Midnight had one of the most unique and instantly recognizable voices in metal, not to mention a vocal register that could shatter glass. He hit notes on “Red Sharks” that I’m pretty sure only dogs can hear. The man’s high-pitched wail was a signature component of Crimson Glory’s sound, as was his considerable songwriting ability. It’s easy to overlook that at first, especially when listening to standard fantasy-inspired numbers like “Masque of the Red Death” and “Where Dragons Rule”, but when you read the lyrics to songs like “Painted Skies”, “Transcendence” and “Lonely”, you really get an insight into the troubled artist behind the silver mask.
Transcendence really is a must have album for all fans of 80’s era heavy metal. It’s a once in a lifetime release, and now that a key member of that lineup is no longer with us, we’ll never see its like again. Rest in peace, Midnight.

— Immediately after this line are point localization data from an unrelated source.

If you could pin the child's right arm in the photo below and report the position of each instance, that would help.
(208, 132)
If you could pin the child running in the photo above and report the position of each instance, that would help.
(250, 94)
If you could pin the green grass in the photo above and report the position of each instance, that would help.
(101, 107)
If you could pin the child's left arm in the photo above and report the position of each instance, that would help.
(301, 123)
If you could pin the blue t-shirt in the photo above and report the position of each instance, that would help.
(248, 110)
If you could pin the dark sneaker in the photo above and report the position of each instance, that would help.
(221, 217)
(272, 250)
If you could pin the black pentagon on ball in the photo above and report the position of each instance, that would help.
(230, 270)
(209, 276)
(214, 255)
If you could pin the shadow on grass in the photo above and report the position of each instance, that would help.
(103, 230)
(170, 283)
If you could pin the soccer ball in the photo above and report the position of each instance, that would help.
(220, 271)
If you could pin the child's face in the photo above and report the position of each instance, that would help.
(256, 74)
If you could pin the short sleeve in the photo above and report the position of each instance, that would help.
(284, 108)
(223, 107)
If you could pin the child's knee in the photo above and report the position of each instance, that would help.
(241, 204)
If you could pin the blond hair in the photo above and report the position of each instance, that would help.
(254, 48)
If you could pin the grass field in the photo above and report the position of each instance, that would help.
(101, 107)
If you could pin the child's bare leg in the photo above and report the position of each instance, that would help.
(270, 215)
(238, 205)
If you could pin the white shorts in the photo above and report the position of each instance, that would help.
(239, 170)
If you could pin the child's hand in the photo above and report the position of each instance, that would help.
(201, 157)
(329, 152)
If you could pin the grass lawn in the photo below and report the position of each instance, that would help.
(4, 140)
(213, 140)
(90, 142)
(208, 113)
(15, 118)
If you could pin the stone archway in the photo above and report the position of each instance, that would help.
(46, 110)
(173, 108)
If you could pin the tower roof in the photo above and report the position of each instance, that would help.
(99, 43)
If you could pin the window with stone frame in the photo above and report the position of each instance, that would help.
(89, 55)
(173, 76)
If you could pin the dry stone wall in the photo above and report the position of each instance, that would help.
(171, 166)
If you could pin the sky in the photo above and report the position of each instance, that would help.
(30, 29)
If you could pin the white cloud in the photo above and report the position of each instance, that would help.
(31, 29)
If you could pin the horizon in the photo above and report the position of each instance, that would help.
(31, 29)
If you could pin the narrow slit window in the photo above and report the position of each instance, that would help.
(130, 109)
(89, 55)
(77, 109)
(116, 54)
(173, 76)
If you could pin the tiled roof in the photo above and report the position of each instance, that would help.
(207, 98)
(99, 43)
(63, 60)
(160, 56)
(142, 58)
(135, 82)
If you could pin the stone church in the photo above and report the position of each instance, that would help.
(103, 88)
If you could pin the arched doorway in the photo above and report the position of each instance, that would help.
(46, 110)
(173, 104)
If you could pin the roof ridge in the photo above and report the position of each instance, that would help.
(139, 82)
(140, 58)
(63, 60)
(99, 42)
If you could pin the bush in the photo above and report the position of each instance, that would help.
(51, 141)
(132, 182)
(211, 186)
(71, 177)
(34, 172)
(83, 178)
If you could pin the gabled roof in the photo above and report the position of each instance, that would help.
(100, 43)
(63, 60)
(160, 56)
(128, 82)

Edition Notes: Metal Mind reissued Transcendence in 2008. The reissue – a numbered edition limited to 2,000 copies – comes housed in a digipack with expanded liner notes, digitally remastered sound, and a remixed version of “Lonely” added as a bonus track. The sound quality is the main reason to buy this reissue, as it’s a big improvement over the original. Metal Mind also reissued Crimson Glory and Strange & Beautiful.